Und genau das hat Böhmermann im übertragenen Sinne Erdogan demonstriert. Der hat nämlich wie ein wahlweise leicht retardierter oder pubertär-renitenter Vorzeigediktator sowohl auf harmlose Satirebeiträge (Extra3-Lied) als auch auf journalistische Reportagen z.B. der Cumhuriyet als auch auf feixende Facebookeinträge von Sechzehnjährigen gleichermaßen nur die eine überzogene Antwort parat: Klage wegen Beleidigung!!11!!1!!elf!!
Also sah Böhmermann sich gedrängt, durch praktischen Anschauungsunterricht Erdogan erst mal klar zu machen, was überhaupt eine Beleidigung darstellt, damit er das nächste mal erst Rechtsmittel in Anspruch nimmt, wenn dies überhaupt gerechtfertigt erscheint, statt in inflationärer Weise alles zu verklagen, was nicht bei drei auf den Bäumen ist, und wenn's nur ne Katze ist, die ihn schief angeschaut hat.

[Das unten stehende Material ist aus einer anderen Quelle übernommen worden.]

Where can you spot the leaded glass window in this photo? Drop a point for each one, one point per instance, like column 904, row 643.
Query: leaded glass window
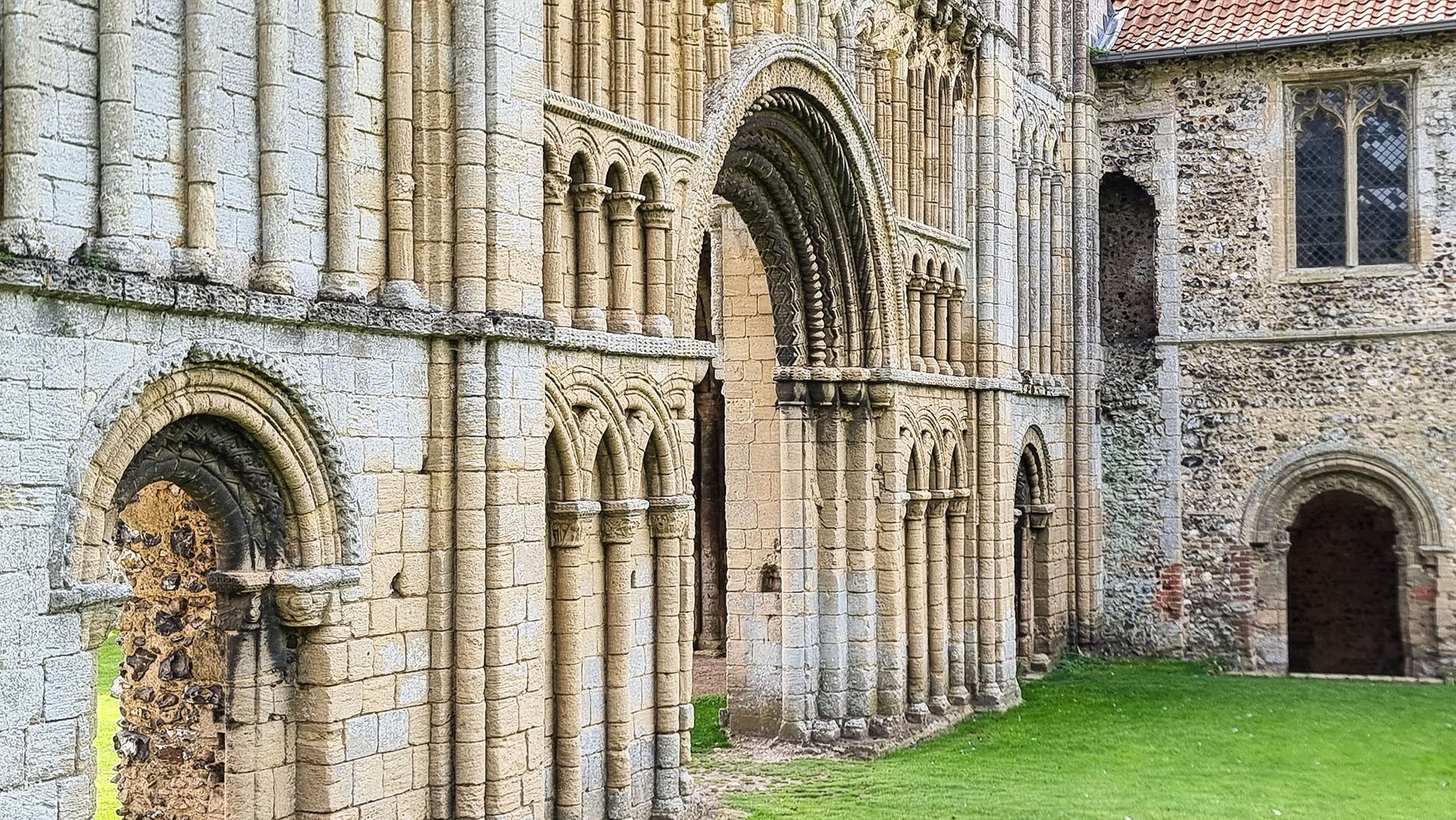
column 1351, row 175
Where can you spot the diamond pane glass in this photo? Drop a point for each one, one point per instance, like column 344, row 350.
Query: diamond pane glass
column 1383, row 197
column 1320, row 193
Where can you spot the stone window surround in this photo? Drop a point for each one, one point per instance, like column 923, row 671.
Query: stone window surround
column 1282, row 177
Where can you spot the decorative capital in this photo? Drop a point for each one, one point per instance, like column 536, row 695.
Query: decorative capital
column 670, row 516
column 585, row 197
column 620, row 520
column 555, row 187
column 657, row 215
column 622, row 206
column 564, row 519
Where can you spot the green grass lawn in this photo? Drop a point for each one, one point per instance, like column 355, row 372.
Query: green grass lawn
column 108, row 712
column 1153, row 740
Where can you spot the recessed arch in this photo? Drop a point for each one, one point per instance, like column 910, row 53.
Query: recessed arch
column 1272, row 526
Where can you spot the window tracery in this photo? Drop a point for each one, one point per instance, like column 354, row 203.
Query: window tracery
column 1351, row 175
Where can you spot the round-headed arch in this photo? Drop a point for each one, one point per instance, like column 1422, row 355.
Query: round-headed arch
column 791, row 150
column 242, row 410
column 1294, row 479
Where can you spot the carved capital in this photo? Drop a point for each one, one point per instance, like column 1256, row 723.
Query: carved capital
column 565, row 519
column 669, row 517
column 622, row 206
column 555, row 188
column 657, row 215
column 620, row 520
column 585, row 197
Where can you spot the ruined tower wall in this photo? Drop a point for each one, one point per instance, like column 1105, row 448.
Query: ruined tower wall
column 1264, row 367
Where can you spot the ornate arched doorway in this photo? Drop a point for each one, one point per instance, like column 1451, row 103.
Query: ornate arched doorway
column 1345, row 605
column 1343, row 568
column 801, row 284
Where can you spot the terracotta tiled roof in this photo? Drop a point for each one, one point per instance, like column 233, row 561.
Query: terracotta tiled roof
column 1174, row 24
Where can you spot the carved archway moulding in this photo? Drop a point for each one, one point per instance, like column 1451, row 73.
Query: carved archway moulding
column 783, row 77
column 267, row 402
column 1299, row 476
column 1420, row 545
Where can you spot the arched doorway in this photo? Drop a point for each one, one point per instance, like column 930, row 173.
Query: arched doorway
column 1345, row 614
column 1345, row 555
column 800, row 291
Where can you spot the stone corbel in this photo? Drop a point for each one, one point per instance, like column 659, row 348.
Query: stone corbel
column 1038, row 516
column 305, row 598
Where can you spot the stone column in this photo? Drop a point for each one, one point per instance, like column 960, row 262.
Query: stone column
column 1024, row 254
column 471, row 526
column 1087, row 340
column 657, row 221
column 859, row 554
column 623, row 58
column 274, row 272
column 568, row 624
column 623, row 316
column 962, row 589
column 658, row 72
column 1049, row 259
column 948, row 158
column 1059, row 278
column 114, row 245
column 400, row 289
column 943, row 325
column 987, row 688
column 587, row 199
column 619, row 525
column 900, row 140
column 199, row 258
column 832, row 563
column 928, row 328
column 915, row 178
column 1034, row 55
column 799, row 535
column 20, row 131
column 715, row 41
column 930, row 175
column 588, row 38
column 954, row 350
column 691, row 77
column 1057, row 57
column 1036, row 264
column 890, row 587
column 913, row 315
column 472, row 156
column 918, row 688
column 343, row 280
column 554, row 250
column 938, row 599
column 669, row 519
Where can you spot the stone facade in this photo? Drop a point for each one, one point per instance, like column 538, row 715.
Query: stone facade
column 1244, row 388
column 421, row 306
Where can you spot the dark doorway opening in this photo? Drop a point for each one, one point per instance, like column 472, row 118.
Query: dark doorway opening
column 710, row 487
column 1345, row 614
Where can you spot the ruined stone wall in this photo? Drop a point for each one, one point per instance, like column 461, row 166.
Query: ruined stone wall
column 171, row 737
column 425, row 316
column 1267, row 364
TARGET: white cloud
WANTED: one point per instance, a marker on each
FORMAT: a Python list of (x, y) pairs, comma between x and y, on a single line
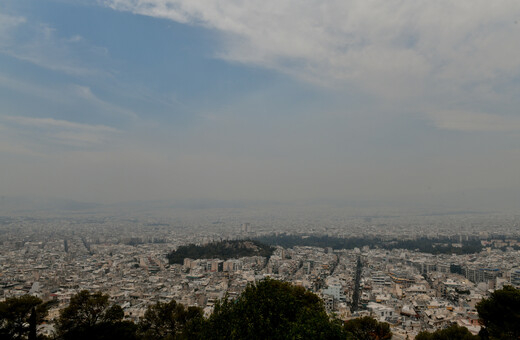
[(390, 47), (7, 23), (37, 133), (40, 44), (474, 121)]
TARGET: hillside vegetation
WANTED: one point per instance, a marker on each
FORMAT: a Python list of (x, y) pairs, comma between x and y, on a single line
[(223, 250)]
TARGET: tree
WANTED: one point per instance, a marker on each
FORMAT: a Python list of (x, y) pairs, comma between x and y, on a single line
[(20, 315), (500, 314), (171, 321), (272, 310), (91, 316), (367, 328), (454, 332)]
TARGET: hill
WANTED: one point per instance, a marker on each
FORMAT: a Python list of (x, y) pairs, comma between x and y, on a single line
[(222, 250)]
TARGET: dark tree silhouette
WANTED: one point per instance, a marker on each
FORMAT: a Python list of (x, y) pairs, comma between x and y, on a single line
[(500, 314), (20, 315), (91, 316), (454, 332), (171, 321)]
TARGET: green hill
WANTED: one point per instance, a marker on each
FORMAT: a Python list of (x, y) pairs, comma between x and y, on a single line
[(223, 250)]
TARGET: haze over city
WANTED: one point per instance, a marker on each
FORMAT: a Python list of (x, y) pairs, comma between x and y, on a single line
[(406, 103)]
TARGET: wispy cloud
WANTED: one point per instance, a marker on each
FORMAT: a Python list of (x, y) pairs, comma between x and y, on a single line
[(474, 121), (390, 47), (39, 44), (36, 133)]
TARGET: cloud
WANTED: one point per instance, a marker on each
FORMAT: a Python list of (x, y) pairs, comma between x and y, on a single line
[(40, 44), (474, 121), (37, 133), (388, 47), (7, 23)]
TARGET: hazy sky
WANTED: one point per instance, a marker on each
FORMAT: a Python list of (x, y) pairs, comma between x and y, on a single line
[(280, 100)]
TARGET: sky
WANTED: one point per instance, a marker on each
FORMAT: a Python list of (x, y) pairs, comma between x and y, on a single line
[(273, 100)]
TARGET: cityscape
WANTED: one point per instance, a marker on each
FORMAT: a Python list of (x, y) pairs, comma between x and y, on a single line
[(54, 258)]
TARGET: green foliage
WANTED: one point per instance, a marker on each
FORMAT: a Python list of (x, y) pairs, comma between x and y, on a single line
[(367, 328), (90, 316), (454, 332), (171, 321), (272, 310), (18, 315), (500, 314), (423, 244), (223, 250)]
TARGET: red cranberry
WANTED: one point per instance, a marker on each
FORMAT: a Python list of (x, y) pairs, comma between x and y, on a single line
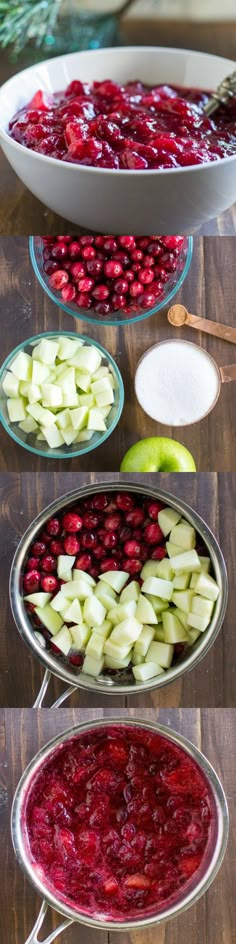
[(31, 581), (113, 269), (158, 553), (72, 522), (71, 545), (132, 549), (53, 527), (89, 540), (58, 279), (49, 584), (112, 522), (83, 562), (38, 549), (109, 564), (49, 563), (132, 566), (56, 548), (135, 517)]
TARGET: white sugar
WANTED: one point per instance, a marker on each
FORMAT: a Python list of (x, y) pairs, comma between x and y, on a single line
[(176, 383)]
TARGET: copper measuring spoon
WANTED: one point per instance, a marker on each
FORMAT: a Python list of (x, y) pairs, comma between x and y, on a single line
[(178, 315)]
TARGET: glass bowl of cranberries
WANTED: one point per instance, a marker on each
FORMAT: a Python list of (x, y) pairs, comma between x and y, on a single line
[(117, 280), (81, 571), (61, 395), (117, 140), (147, 842)]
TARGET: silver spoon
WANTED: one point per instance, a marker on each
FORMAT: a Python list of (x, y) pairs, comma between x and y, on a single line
[(225, 91)]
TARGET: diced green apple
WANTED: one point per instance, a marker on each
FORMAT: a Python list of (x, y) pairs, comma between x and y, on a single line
[(53, 436), (207, 587), (144, 641), (183, 599), (11, 385), (146, 671), (38, 599), (87, 358), (64, 566), (77, 590), (46, 351), (198, 622), (82, 575), (21, 366), (95, 420), (131, 592), (63, 640), (51, 395), (29, 425), (93, 666), (188, 562), (202, 606), (161, 653), (49, 618), (144, 611), (16, 410), (183, 535), (173, 630), (126, 633), (74, 613), (95, 645), (115, 579), (157, 587), (80, 636), (181, 581), (94, 612), (167, 519)]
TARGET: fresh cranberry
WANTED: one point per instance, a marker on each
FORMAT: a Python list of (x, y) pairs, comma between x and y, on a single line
[(53, 527), (135, 517), (89, 540), (49, 563), (31, 581), (132, 566), (72, 545), (72, 522), (109, 564), (49, 584), (83, 562), (38, 549)]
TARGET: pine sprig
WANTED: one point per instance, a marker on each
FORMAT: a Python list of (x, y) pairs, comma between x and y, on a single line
[(22, 21)]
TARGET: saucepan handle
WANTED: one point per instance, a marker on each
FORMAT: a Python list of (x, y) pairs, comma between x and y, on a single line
[(33, 937), (228, 373), (44, 687)]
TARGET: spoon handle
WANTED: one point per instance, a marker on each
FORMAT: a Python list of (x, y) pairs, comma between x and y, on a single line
[(228, 373), (226, 332)]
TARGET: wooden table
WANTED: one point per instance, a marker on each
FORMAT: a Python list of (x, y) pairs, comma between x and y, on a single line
[(21, 212), (208, 290), (212, 682), (211, 921)]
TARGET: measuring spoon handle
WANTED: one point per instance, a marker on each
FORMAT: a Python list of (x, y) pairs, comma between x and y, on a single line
[(228, 373), (212, 327)]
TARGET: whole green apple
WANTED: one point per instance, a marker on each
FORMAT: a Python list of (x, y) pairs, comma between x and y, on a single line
[(158, 454)]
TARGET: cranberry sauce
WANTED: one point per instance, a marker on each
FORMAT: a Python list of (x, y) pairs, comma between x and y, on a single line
[(120, 822), (131, 127), (105, 531), (107, 274)]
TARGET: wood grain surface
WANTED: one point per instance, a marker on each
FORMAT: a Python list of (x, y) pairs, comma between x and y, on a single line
[(212, 682), (211, 921), (21, 212), (209, 290)]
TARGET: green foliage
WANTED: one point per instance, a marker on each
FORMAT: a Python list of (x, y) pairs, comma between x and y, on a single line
[(24, 21)]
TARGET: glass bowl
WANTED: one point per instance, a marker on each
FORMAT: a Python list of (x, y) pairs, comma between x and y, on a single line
[(28, 441), (170, 288)]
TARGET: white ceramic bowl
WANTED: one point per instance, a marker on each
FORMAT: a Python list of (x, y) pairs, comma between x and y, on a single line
[(166, 201)]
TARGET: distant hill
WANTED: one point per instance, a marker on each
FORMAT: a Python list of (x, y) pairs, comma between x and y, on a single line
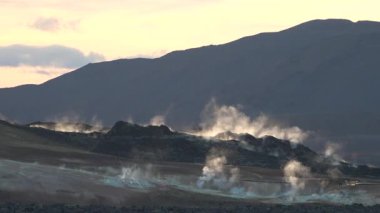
[(159, 143), (321, 75)]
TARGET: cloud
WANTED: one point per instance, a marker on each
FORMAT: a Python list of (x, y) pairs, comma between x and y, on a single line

Und um sicherzugehen, dass es auch ein Herr Erdogan rafft, hat Böhmermann halt eine Blütenlese an übertriebenen Beleidigungen und Ressentiments verlesen (die aber gleichermaßen durchscheinen lässt, dass keine personenbezogene Beleidigungsabsicht, sondern ein reiner Demonstrationszweck verfolgt wird, ebenso wie in dem Gleichnis die Mutter ihre Tochter nicht tatsächlich zur Koprophagie nötigt
:D ).
Ich hoffe, ich konnte ein wenig skizzieren, dass der Kontext nicht so beliebig und willkürlich gewählt ist, wie Du das gerne darstellst, sondern im Gegenteil die Inszenierung der Verlesung des Schmähgedichts thematisch eng an den Skandal der Einbestellung des deutschen Botschafters wegen der Extra3 Satire geknüpft ist. Damit ist Erdogan also nicht aus beliebigen Gründen geschmäht worden, sondern die Satire sollte (und damit hat sie bloß ihre ureigene Funktion erfüllt) einen politischen Missstand hervorheben und zur Disposition stellen, nämlich die Indienstnahme rechtsstaatlicher Institutionen durch Erdogan im Zuge seines repressiven Regierungsstils, dem die Bundesregierung tatenlos zusieht, um zweifelhafte bilaterale Abkommen nicht zu gefährden, dadurch jedoch ihrerseits erpressbar wirkt.
Und so wird durch den entsprechen Rahmen aus einem Haufen Hundekot zwar kein Lebensmittel, aber ein sinnvolles Instument zu Veranschaulichungszwecken; und dies gelingt, wie Böhmermann gezeigt hat, sogar mit einem Schmähgedicht.